Le cîd Abou-Zeid, étant arrivé à Tlemcen, dont il trouva les fortifications parfaitement restaurées, grâce aux soins de son frère, le cîd Abou-'l-Hacen, qui y exerçait le commandement, continua sa marche en faisant proclamer une amnistie générale. Les habitants de Milîana prirent aussitôt les armes et chassèrent de leur ville le membre de la famille Ghania qui en avait reçu le commandement. La flotte du khalife s'étant emparé d'Alger, vers la même époque, Yahya-Ibn-[Akhi-]Talha tomba entre les mains des Almohades et fut mis à mort, ainsi que Yedder-Ibn-Aïcha. On les exécuta ensemble dans [la ville de] Chelif où Yedder avait été amené prisonnier après son arrestation à Omm-el-Alou. Ahmed-es-Sacalli dirigea ensuite son escadre contre Bougie et s'en rendit maître, mais Yahya-Ibn-Ghanîa parvint à rejoindre son frère qui tenait encore la ville de Constantine assiégée.
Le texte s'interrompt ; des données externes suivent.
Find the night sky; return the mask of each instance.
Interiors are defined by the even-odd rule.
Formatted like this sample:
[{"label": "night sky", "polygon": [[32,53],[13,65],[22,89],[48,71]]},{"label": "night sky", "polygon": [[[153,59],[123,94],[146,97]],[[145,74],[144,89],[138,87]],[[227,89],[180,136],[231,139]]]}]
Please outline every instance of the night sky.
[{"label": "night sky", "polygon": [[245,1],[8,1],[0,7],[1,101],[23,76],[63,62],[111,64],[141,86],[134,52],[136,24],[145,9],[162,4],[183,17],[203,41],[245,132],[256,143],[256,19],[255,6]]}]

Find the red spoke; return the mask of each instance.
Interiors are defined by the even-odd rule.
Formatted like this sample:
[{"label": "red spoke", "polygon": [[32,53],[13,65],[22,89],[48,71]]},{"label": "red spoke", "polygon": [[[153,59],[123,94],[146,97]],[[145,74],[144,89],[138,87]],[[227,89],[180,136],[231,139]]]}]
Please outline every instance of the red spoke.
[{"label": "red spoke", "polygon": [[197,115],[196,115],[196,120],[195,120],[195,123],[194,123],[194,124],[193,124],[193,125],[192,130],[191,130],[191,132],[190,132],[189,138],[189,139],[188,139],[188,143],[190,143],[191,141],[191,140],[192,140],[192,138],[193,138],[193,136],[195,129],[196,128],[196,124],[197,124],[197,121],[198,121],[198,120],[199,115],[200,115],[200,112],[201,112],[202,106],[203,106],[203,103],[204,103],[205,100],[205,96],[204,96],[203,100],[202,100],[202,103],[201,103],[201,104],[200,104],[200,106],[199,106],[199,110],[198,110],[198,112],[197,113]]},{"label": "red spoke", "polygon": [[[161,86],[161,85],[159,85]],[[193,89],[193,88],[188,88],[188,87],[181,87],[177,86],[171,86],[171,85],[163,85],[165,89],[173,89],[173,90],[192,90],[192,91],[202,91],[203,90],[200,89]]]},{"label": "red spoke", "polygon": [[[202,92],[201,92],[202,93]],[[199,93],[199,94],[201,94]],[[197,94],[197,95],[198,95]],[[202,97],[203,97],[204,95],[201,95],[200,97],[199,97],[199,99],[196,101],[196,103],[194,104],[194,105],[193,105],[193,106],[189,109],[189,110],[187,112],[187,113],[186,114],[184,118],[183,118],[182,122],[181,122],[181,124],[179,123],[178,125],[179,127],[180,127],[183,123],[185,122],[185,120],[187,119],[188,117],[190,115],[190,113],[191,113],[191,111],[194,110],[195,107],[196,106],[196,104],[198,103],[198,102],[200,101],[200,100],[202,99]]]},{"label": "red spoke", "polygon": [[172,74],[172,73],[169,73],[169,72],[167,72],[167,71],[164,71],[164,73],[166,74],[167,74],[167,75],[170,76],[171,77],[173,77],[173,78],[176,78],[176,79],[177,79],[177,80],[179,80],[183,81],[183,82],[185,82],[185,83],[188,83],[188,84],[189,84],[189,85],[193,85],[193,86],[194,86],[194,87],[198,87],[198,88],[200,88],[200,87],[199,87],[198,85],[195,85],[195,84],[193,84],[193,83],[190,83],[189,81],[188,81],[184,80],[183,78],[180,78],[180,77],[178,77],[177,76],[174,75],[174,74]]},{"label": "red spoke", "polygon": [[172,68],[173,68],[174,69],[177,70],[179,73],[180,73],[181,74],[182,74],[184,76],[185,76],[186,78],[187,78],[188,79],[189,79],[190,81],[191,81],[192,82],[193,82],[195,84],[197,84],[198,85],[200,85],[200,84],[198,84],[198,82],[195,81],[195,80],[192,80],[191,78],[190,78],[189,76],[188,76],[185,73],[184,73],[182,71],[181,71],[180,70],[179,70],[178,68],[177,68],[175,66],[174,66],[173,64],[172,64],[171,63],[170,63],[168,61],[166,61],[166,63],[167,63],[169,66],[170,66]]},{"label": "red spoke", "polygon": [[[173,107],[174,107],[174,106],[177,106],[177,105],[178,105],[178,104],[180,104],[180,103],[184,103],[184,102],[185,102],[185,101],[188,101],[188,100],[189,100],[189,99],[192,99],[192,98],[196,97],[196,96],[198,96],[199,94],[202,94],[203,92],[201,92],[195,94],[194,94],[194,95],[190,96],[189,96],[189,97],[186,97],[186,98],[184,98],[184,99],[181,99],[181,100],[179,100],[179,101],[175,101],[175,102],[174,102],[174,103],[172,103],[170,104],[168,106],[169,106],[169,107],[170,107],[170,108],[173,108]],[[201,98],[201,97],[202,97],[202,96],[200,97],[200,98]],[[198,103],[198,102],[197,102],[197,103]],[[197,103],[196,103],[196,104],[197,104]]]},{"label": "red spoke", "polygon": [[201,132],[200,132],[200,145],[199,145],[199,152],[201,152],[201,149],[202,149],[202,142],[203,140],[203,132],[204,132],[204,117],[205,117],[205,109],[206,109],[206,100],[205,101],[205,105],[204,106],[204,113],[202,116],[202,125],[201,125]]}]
Le cîd Abou-Zeid ayant occupé Tiklat, y fit la rencontre du cîd Abou-Mouça qui venait de recouvrer la liberté, et marcha ensuite contre l'ennemi. Par cette démonstration, il força IbnGhanîa de lever le siége de Constantine et de se retirer vers le Désert. Il continua la poursuite des fuyards jusqu'à Nigaous, en passant par Maggara; mais, ensuite, il rebroussa chemin et alla s'installer dans Bougie.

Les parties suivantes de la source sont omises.